Sister! “Bend over backwards and tolerate,” said Dr Bilal Philips, the Canadian ‘Ilmveriya’ of Jamaican origin last Friday afternoon over ‘Atoll Radio’ – the Islamic FM station. He was responding to a woman who called to get advice on how to deal with her husband’s ‘cold’ first wife.

“You know how you would feel when your husband takes another wife,” he counseled. So “scrape at the bottom of the barrel” to get into good terms with her. Though, he added, it is the responsibility of the husband to get her relatives “to calm her down.”

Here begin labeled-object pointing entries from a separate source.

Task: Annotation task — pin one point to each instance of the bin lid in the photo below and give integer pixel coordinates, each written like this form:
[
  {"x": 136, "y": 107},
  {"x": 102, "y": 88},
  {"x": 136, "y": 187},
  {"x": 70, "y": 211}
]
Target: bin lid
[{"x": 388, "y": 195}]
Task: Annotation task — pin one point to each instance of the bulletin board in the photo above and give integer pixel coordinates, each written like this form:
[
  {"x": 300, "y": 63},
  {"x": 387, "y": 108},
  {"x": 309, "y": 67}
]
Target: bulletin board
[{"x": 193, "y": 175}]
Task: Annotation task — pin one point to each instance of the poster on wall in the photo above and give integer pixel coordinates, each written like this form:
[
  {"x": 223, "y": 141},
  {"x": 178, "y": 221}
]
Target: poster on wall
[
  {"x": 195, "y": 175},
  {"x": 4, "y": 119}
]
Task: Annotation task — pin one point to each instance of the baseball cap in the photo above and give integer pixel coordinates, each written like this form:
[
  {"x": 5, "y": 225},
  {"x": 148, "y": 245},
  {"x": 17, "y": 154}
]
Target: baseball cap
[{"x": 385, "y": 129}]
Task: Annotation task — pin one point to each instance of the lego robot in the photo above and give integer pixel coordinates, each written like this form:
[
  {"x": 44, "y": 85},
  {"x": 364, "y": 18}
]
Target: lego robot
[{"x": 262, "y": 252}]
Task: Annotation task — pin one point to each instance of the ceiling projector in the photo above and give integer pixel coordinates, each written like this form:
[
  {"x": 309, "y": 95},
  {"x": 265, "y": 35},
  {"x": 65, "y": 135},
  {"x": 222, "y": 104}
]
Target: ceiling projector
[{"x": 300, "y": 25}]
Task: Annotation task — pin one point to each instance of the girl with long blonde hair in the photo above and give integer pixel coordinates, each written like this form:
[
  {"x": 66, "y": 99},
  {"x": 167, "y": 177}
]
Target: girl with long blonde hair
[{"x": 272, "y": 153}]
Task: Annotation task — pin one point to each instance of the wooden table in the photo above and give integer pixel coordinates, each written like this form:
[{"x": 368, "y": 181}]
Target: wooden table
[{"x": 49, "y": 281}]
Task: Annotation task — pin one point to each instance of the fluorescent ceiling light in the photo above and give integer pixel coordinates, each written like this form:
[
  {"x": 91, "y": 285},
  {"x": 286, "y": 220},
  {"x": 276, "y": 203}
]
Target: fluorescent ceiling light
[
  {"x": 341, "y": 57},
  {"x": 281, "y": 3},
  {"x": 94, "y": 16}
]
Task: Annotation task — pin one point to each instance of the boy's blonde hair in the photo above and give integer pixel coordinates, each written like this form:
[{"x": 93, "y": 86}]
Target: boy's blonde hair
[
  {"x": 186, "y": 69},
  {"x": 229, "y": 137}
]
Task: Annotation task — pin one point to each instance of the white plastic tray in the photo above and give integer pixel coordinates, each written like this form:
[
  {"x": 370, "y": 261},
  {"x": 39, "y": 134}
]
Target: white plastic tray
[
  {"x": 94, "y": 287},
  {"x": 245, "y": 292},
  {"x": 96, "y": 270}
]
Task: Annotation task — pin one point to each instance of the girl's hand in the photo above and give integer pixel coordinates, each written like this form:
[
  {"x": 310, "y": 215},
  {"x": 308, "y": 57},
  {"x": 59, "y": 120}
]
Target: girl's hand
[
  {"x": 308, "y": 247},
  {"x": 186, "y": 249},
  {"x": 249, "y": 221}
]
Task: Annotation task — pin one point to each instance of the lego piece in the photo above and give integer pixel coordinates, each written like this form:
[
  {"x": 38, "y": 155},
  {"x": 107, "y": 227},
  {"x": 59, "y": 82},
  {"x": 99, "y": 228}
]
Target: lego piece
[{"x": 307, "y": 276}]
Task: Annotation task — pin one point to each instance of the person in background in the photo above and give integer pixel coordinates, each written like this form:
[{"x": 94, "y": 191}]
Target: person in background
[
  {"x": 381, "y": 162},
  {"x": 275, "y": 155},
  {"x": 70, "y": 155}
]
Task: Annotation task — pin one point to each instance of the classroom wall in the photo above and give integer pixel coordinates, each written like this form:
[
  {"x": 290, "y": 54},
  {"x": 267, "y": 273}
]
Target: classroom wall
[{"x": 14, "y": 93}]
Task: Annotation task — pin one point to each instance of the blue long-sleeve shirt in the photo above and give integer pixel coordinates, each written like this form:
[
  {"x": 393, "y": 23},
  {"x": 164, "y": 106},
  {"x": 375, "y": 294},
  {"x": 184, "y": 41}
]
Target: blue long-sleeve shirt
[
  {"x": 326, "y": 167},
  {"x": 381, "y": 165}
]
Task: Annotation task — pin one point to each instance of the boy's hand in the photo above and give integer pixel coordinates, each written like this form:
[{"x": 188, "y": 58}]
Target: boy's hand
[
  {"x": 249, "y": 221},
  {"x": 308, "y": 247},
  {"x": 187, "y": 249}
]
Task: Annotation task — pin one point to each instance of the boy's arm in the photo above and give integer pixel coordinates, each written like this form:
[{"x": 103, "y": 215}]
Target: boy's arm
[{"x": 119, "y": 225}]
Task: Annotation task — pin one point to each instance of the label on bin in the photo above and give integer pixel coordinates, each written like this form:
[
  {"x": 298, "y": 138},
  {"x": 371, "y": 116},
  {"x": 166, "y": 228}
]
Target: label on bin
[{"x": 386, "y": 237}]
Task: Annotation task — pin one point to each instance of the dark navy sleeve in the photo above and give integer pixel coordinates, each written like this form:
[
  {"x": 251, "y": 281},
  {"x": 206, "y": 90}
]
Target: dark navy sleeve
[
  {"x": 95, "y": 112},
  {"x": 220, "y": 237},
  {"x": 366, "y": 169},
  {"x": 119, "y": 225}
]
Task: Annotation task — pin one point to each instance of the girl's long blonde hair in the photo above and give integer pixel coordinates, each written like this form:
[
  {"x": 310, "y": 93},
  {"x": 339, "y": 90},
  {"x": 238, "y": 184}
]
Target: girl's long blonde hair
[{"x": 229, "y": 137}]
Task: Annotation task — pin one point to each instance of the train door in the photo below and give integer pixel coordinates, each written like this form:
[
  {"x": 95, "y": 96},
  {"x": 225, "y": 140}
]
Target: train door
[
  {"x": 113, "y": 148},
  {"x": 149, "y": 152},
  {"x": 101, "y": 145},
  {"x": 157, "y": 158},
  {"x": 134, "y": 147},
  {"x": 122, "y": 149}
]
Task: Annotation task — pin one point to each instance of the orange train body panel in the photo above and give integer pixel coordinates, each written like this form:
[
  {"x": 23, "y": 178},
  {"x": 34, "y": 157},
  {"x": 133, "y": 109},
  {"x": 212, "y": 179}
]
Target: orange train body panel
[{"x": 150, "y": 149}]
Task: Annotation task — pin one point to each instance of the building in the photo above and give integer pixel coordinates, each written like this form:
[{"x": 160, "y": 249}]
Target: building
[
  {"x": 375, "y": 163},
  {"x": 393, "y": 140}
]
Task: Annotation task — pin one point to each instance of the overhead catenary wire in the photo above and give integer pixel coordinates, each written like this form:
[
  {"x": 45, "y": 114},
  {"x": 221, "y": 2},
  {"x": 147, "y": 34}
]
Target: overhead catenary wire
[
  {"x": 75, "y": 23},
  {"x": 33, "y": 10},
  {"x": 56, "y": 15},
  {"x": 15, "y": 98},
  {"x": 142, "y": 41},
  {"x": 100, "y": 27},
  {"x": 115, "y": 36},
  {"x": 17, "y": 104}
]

The past week we heard the two converts – Dr Philips and the UK-born Brother Abdulraheem Green raise awareness and make recommendations to the Maldivians. They were brought by the Islamic NGO, ‘Jamiyyathulsalaf’ under the program ‘The Call 2010’ as part of their jihad to establish in Maldives what they consider an Islamic state.

‘Ilmverin’ is a term heard extremely rarely in the past. But now, it is a term that the religious factions commonly use in the Maldives to refer to the bearers of all knowledge, and maintain expert authority.

A Sheikh, a title acquired when a person achieves a first degree in Islamic Studies from an Islamic University, also becomes an Ilmveriya. They suggest that ‘Ilm’ or intellect cannot be limited to one area of knowledge such as economics, medicine or law. But Ilm comprises all knowledge and that can only be derived from Quruan and Hadhith – the foundation of all truths. The Ilmverin understand the total meaning and context of Quruan and Hadith and are therefore the true intellectuals. Thus, the unlimited knowledge of the Ilmverin enables them to inform and advise the public on any area, be it midwifery or state governance, as requested.

The religious factions claim that Maldivian society is “so much out of order”. And in the midst of the social and political challenges there is an immense move by them to bring the Ilmverin to the public’s attention as the saviors of the nation’s future.

The Ilmverin seemingly has the answers for all the social and political illnesses the Maldives face. Hence, it has become “the moral duty” of the religious factions to get the Ilmverin to put the country back on the right path to bring safety and prosperity for the entire population.

So on the Friday program another woman phoned in. This time she went on tearfully saying she cannot deal with her situation when she found out her husband and the father of her children was about to get married to another woman.

“You love him,” Dr Philips encouraged soothingly. “Do you want [in spite of] your love for your husband [for him] to commit a sin… [When it’s in your hands to legalise his relationship]?”

And yet another asked for Dr Philips’s verdict. This time she wanted to know whether in Heaven she would be granted her wish for her husband to love only her.

Dr Philips instantly drew her attention to human nature. And based on his all-encompassing knowledge he replied: “Men in their nature are to have more than one woman whereas the natural desire of a woman is to have one man to raise a family.”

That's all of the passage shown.